Personal information
- Born: 1 January 1999 (age 27) Donbas, Ukraine
- Height: 1.60 m (5 ft 3 in)
- Weight: 65 kg (143 lb; 10.2 st)

Sport
- Country: Turkey
- Sport: Amateur wrestling
- Event: Freestyle
- Club: Kocaeli B.Ş.B.

Medal record
Men's freestyle wrestling
Representing Turkey
European Championships
| Bronze medal – third place | 2023 Zagreb | 61 kg |
Yasar Dogu Tournament
| Gold medal – first place | 2023 Istanbul | 61 kg |
| Gold medal – first place | 2025 Kocaeli | 61 kg |
| Silver medal – second place | 2026 Antalya | 61 kg |
| Bronze medal – third place | 2019 Istanbul | 61 kg |
Dan Kolov & Nikola Petrov Tournament
| Bronze medal – third place | 2026 Plovdiv | 65 kg |
Grand Prix
| Bronze medal – third place | 2023 Zagreb | 61 kg |
World U23 Championships
| Bronze medal – third place | 2022 Pontevedra | 61 kg |
European U23 Championships
| Gold medal – first place | 2022 Plovdiv | 61 kg |
| Bronze medal – third place | 2021 Skopje | 61 kg |

= Emrah Ormanoğlu =

Turkish freestyle wrestler

Emrah Ormanoğlu (born 1999) is a Turkish freestyle wrestler competing in the 65 kg division.
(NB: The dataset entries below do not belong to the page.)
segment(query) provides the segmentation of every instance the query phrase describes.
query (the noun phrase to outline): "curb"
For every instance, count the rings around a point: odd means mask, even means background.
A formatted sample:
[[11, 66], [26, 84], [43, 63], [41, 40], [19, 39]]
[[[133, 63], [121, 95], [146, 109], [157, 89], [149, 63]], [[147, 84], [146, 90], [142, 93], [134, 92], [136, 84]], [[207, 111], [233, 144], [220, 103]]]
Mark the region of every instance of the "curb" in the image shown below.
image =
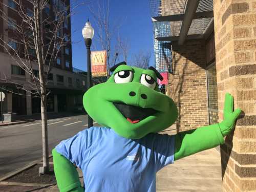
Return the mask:
[[35, 121], [35, 120], [29, 120], [27, 121], [18, 121], [18, 122], [14, 122], [13, 123], [2, 123], [0, 124], [0, 127], [1, 126], [9, 126], [9, 125], [13, 125], [15, 124], [22, 124], [22, 123], [29, 123], [30, 122], [33, 122]]
[[12, 185], [12, 186], [21, 186], [23, 187], [49, 187], [57, 184], [57, 183], [19, 183], [16, 182], [10, 181], [0, 181], [0, 185]]
[[[50, 158], [52, 157], [52, 155], [50, 154], [49, 155], [48, 158]], [[22, 172], [24, 171], [24, 170], [26, 170], [26, 169], [32, 167], [32, 166], [33, 166], [36, 164], [40, 164], [40, 163], [41, 162], [41, 159], [40, 158], [40, 159], [38, 159], [38, 160], [33, 161], [31, 162], [31, 163], [27, 164], [27, 165], [26, 165], [25, 166], [24, 166], [23, 167], [19, 168], [16, 170], [14, 170], [14, 171], [9, 172], [8, 173], [5, 174], [5, 175], [4, 175], [3, 177], [2, 177], [2, 178], [0, 178], [0, 184], [1, 184], [1, 183], [2, 183], [3, 182], [5, 182], [5, 181], [3, 181], [7, 179], [8, 179], [8, 178], [14, 176], [15, 175], [16, 175], [16, 174], [18, 174], [19, 173]], [[10, 182], [5, 182], [11, 183]], [[2, 184], [2, 185], [3, 185], [3, 184]], [[36, 185], [36, 186], [38, 186], [38, 185]]]

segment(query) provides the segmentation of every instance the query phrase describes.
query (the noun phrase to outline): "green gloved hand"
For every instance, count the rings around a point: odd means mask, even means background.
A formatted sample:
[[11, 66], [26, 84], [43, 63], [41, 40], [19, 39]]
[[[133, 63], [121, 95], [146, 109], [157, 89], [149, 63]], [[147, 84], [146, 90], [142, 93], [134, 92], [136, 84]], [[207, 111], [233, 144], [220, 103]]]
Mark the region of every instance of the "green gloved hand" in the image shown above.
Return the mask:
[[237, 109], [234, 111], [234, 98], [229, 93], [226, 94], [224, 108], [223, 111], [223, 120], [219, 123], [220, 129], [223, 137], [228, 135], [234, 127], [234, 123], [240, 114], [241, 110]]

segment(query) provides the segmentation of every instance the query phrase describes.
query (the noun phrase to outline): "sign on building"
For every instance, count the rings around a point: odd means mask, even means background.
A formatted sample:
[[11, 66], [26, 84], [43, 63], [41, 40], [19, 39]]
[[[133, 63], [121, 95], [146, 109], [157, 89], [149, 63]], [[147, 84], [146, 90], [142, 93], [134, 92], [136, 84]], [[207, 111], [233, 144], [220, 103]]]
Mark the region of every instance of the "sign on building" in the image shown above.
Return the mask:
[[100, 77], [107, 75], [106, 51], [91, 51], [92, 76]]
[[5, 94], [4, 92], [0, 92], [0, 101], [2, 102], [4, 101], [4, 99], [5, 98]]
[[157, 37], [169, 36], [170, 26], [169, 22], [153, 22], [154, 41], [154, 50], [156, 69], [160, 73], [172, 71], [172, 44], [169, 41], [159, 41]]
[[157, 79], [157, 82], [159, 84], [168, 84], [168, 73], [161, 73], [161, 75], [163, 77], [163, 79], [161, 80]]

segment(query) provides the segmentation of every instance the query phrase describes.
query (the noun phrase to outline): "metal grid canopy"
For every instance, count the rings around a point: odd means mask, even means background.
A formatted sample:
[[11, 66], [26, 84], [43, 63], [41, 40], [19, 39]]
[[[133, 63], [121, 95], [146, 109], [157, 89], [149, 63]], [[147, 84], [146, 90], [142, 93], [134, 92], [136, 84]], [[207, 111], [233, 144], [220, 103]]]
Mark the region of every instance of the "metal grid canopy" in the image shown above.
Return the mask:
[[[206, 38], [213, 29], [213, 0], [149, 0], [153, 23], [168, 22], [170, 33], [159, 40]], [[211, 32], [211, 31], [210, 31]]]

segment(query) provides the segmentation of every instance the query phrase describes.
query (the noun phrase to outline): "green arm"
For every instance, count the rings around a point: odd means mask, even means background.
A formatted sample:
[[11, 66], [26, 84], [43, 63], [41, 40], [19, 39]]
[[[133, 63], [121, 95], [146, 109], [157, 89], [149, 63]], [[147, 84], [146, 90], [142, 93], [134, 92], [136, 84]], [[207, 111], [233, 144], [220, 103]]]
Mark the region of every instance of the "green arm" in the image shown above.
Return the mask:
[[223, 144], [223, 137], [228, 135], [241, 113], [239, 108], [233, 112], [233, 98], [226, 94], [224, 120], [220, 123], [179, 133], [175, 136], [174, 160], [182, 158], [203, 150]]
[[60, 192], [83, 192], [74, 165], [54, 148], [52, 151], [54, 173]]

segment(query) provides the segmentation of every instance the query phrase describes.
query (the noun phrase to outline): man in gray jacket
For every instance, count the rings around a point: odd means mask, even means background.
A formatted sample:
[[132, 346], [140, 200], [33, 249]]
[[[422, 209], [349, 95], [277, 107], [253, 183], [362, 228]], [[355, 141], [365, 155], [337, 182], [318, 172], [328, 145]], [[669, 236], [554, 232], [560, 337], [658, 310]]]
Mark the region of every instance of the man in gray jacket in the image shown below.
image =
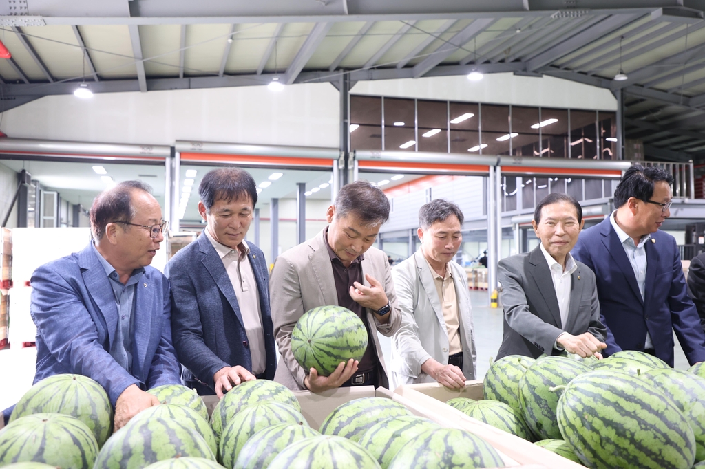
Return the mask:
[[438, 382], [451, 388], [475, 378], [475, 344], [465, 270], [453, 262], [463, 215], [436, 199], [419, 211], [421, 247], [392, 275], [402, 325], [392, 343], [395, 386]]

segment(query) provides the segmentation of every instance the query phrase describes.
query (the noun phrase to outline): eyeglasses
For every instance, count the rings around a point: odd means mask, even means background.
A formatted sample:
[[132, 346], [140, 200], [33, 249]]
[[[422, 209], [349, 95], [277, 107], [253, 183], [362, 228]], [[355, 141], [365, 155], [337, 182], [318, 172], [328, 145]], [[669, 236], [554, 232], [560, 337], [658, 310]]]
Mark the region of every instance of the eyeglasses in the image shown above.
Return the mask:
[[645, 200], [645, 201], [643, 201], [646, 202], [646, 204], [653, 204], [654, 205], [660, 205], [661, 206], [661, 211], [662, 212], [665, 212], [666, 211], [668, 210], [668, 208], [670, 208], [670, 204], [673, 203], [673, 201], [672, 201], [672, 200], [668, 201], [666, 204], [663, 204], [661, 202], [656, 202], [656, 201], [654, 201], [653, 200]]
[[151, 226], [149, 225], [137, 225], [135, 223], [128, 223], [127, 222], [123, 222], [123, 221], [116, 221], [110, 223], [122, 223], [123, 225], [129, 225], [130, 226], [139, 226], [142, 227], [142, 228], [147, 228], [147, 230], [149, 230], [149, 236], [152, 237], [152, 238], [156, 238], [159, 235], [159, 233], [164, 232], [164, 230], [166, 229], [166, 225], [168, 224], [168, 222], [166, 222], [164, 220], [161, 221], [161, 225], [152, 225]]

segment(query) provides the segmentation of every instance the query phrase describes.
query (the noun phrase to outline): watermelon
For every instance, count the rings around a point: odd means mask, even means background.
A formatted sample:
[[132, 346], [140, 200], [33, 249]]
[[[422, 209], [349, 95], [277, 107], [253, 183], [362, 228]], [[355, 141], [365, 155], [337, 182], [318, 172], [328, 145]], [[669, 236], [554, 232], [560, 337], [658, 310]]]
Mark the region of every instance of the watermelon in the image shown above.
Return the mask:
[[159, 399], [161, 404], [174, 404], [190, 407], [201, 417], [208, 420], [206, 403], [195, 389], [190, 389], [182, 384], [164, 384], [153, 387], [147, 392]]
[[531, 430], [520, 412], [499, 401], [472, 401], [460, 410], [466, 415], [520, 438], [532, 440]]
[[560, 433], [590, 468], [687, 469], [695, 438], [672, 399], [635, 376], [596, 370], [575, 377], [556, 412]]
[[88, 425], [61, 413], [20, 417], [0, 431], [0, 466], [33, 461], [72, 469], [90, 469], [98, 443]]
[[306, 312], [291, 331], [291, 351], [306, 372], [332, 373], [341, 362], [360, 360], [367, 349], [367, 329], [343, 306], [318, 306]]
[[547, 449], [552, 453], [556, 453], [566, 459], [570, 459], [574, 463], [580, 463], [580, 460], [578, 459], [575, 451], [572, 450], [570, 444], [562, 439], [542, 439], [534, 444]]
[[369, 427], [360, 446], [372, 454], [382, 469], [386, 469], [401, 447], [414, 437], [441, 425], [423, 417], [391, 417]]
[[162, 417], [133, 418], [103, 446], [94, 469], [141, 469], [177, 456], [215, 461], [208, 443], [192, 425]]
[[556, 406], [560, 391], [576, 376], [591, 368], [576, 360], [563, 356], [547, 356], [537, 360], [519, 381], [519, 402], [524, 421], [537, 439], [560, 439], [556, 422]]
[[218, 401], [211, 415], [211, 427], [220, 441], [221, 433], [228, 425], [230, 418], [240, 409], [265, 401], [275, 401], [288, 404], [301, 411], [301, 406], [296, 396], [283, 384], [267, 380], [245, 381], [238, 384]]
[[503, 402], [520, 412], [519, 380], [534, 361], [529, 356], [508, 355], [494, 362], [482, 381], [484, 399]]
[[308, 426], [301, 413], [281, 402], [260, 402], [240, 410], [228, 422], [220, 442], [223, 465], [232, 468], [247, 440], [261, 430], [279, 423]]
[[673, 399], [695, 434], [695, 461], [705, 460], [705, 378], [670, 368], [654, 368], [642, 377]]
[[42, 380], [17, 403], [10, 422], [32, 413], [75, 417], [91, 430], [99, 448], [113, 432], [113, 406], [107, 393], [82, 375], [54, 375]]
[[503, 468], [494, 448], [465, 430], [439, 428], [424, 432], [401, 447], [389, 469]]
[[411, 415], [409, 409], [392, 399], [362, 397], [338, 406], [323, 421], [320, 431], [323, 434], [345, 437], [357, 443], [377, 422]]
[[281, 423], [253, 434], [238, 455], [233, 469], [266, 469], [269, 463], [288, 446], [311, 437], [318, 432], [305, 425]]
[[267, 469], [379, 469], [369, 453], [347, 438], [321, 435], [290, 445], [269, 463]]
[[146, 408], [135, 415], [130, 422], [136, 422], [140, 420], [150, 420], [152, 418], [172, 419], [178, 420], [180, 423], [183, 425], [188, 425], [203, 437], [203, 439], [206, 440], [206, 443], [208, 444], [208, 446], [213, 451], [214, 454], [216, 454], [218, 451], [218, 444], [216, 443], [215, 435], [213, 434], [213, 430], [211, 430], [207, 420], [203, 420], [201, 418], [201, 415], [190, 407], [177, 404], [154, 406], [154, 407]]

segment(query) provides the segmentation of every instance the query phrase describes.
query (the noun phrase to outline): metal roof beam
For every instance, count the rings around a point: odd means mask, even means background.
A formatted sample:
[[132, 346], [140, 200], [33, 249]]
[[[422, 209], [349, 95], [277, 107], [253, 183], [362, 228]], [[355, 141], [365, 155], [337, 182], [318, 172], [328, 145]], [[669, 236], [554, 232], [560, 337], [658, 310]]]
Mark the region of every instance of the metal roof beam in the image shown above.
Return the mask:
[[142, 42], [140, 41], [140, 30], [137, 25], [130, 25], [130, 39], [133, 44], [133, 56], [137, 68], [137, 79], [140, 82], [140, 91], [147, 92], [147, 75], [145, 73], [145, 61], [142, 56]]
[[311, 32], [309, 33], [308, 37], [304, 41], [301, 49], [296, 53], [296, 56], [294, 57], [294, 60], [289, 65], [289, 68], [286, 69], [286, 73], [284, 74], [284, 79], [282, 80], [284, 85], [291, 85], [294, 82], [296, 77], [303, 70], [309, 59], [311, 58], [311, 56], [316, 51], [321, 42], [326, 37], [326, 35], [331, 30], [331, 26], [333, 26], [332, 23], [316, 23], [313, 29], [311, 30]]
[[453, 52], [462, 47], [470, 39], [477, 36], [492, 25], [495, 18], [475, 20], [462, 31], [453, 36], [448, 42], [444, 42], [428, 57], [414, 66], [413, 77], [418, 78], [426, 75], [431, 68], [443, 62]]

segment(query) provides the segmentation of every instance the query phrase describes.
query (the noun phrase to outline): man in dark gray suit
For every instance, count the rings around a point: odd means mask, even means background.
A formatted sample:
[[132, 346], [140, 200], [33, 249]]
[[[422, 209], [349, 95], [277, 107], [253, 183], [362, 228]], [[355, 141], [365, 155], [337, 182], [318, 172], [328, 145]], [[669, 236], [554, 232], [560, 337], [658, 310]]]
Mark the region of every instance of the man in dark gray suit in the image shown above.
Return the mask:
[[570, 255], [582, 229], [582, 208], [565, 194], [551, 194], [532, 221], [541, 244], [499, 262], [504, 338], [497, 359], [537, 358], [562, 351], [601, 358], [606, 328], [600, 323], [595, 275]]
[[247, 171], [204, 176], [198, 211], [207, 225], [169, 261], [174, 348], [182, 380], [199, 394], [223, 394], [276, 370], [264, 255], [245, 241], [257, 201]]

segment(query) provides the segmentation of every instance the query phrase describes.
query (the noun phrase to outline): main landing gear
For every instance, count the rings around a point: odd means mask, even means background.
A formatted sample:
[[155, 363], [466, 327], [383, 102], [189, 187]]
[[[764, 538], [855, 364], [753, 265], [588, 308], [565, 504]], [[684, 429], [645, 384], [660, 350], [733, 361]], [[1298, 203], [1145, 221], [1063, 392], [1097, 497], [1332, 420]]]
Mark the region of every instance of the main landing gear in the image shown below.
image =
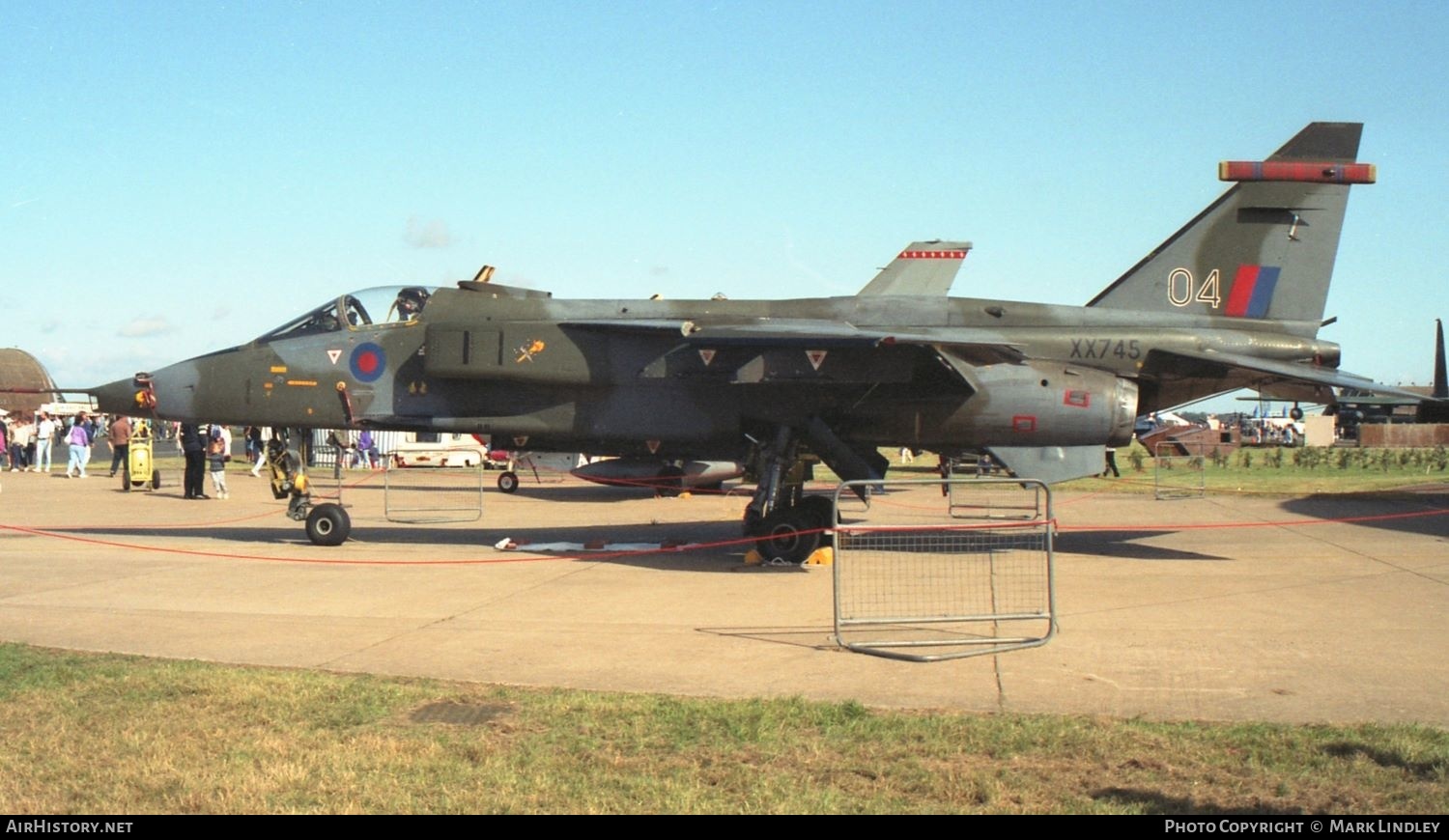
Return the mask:
[[811, 465], [800, 458], [794, 432], [781, 426], [774, 440], [756, 452], [759, 484], [745, 508], [745, 536], [758, 537], [755, 547], [767, 560], [806, 562], [827, 545], [835, 504], [829, 497], [804, 495]]
[[352, 517], [335, 503], [313, 504], [301, 456], [287, 449], [285, 439], [267, 442], [267, 466], [271, 469], [272, 498], [287, 500], [287, 518], [307, 523], [307, 539], [319, 546], [341, 546], [352, 533]]

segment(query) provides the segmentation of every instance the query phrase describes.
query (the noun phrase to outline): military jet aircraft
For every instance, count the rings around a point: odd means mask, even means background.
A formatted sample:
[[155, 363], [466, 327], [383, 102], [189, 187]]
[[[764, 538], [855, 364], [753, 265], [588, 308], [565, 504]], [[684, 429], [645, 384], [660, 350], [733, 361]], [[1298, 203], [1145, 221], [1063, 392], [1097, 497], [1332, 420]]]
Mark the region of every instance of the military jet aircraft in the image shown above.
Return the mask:
[[[881, 446], [990, 453], [1049, 482], [1101, 471], [1133, 419], [1255, 388], [1332, 403], [1403, 394], [1337, 369], [1317, 339], [1359, 123], [1313, 123], [1085, 307], [948, 297], [971, 245], [914, 242], [853, 297], [555, 300], [491, 282], [342, 294], [245, 345], [94, 388], [168, 420], [491, 434], [535, 450], [748, 462], [746, 534], [801, 559], [830, 504], [800, 463], [881, 479]], [[506, 445], [506, 443], [504, 443]], [[309, 510], [338, 543], [338, 505]]]

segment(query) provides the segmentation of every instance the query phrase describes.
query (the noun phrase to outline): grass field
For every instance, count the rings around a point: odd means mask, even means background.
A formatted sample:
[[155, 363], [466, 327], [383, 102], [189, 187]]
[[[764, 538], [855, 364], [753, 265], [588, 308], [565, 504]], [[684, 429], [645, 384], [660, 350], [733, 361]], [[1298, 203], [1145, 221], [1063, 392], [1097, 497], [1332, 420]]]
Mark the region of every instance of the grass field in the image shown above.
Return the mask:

He is a member of Kocaeli B.Ş.B..

== Career ==
In 2023 he won one of the bronze medals in the men's 61 kg event at the 2023 European Wrestling Championships held in Zagreb, Croatia. Emrah defeated his Israeli rival Daniel Popov with 11–1 technical superiority in the first round of the men's freestyle 61 kg category at the 2023 European Wrestling Championships in Zagreb, Croatia and reached the quarterfinals. Emrah, who faced Armenian rival Arsen Harutyunyan in the quarterfinals, was defeated 7–0, but after his opponent reached the final, he competed in the bronze medal match. In the bronze medal match, he defeated his rival Arman Eloyan, who competed for France, 2–1 and became the 3rd in Europe.

== Achievements ==

| Year | Tournament | Location | Result | Event |
|---|---|---|---|---|
| 2023 | European Championships | Zagreb, Croatia | 3rd | Freestyle 61 kg |

==Personal life==
His family are of Turkish Meskhetian origin.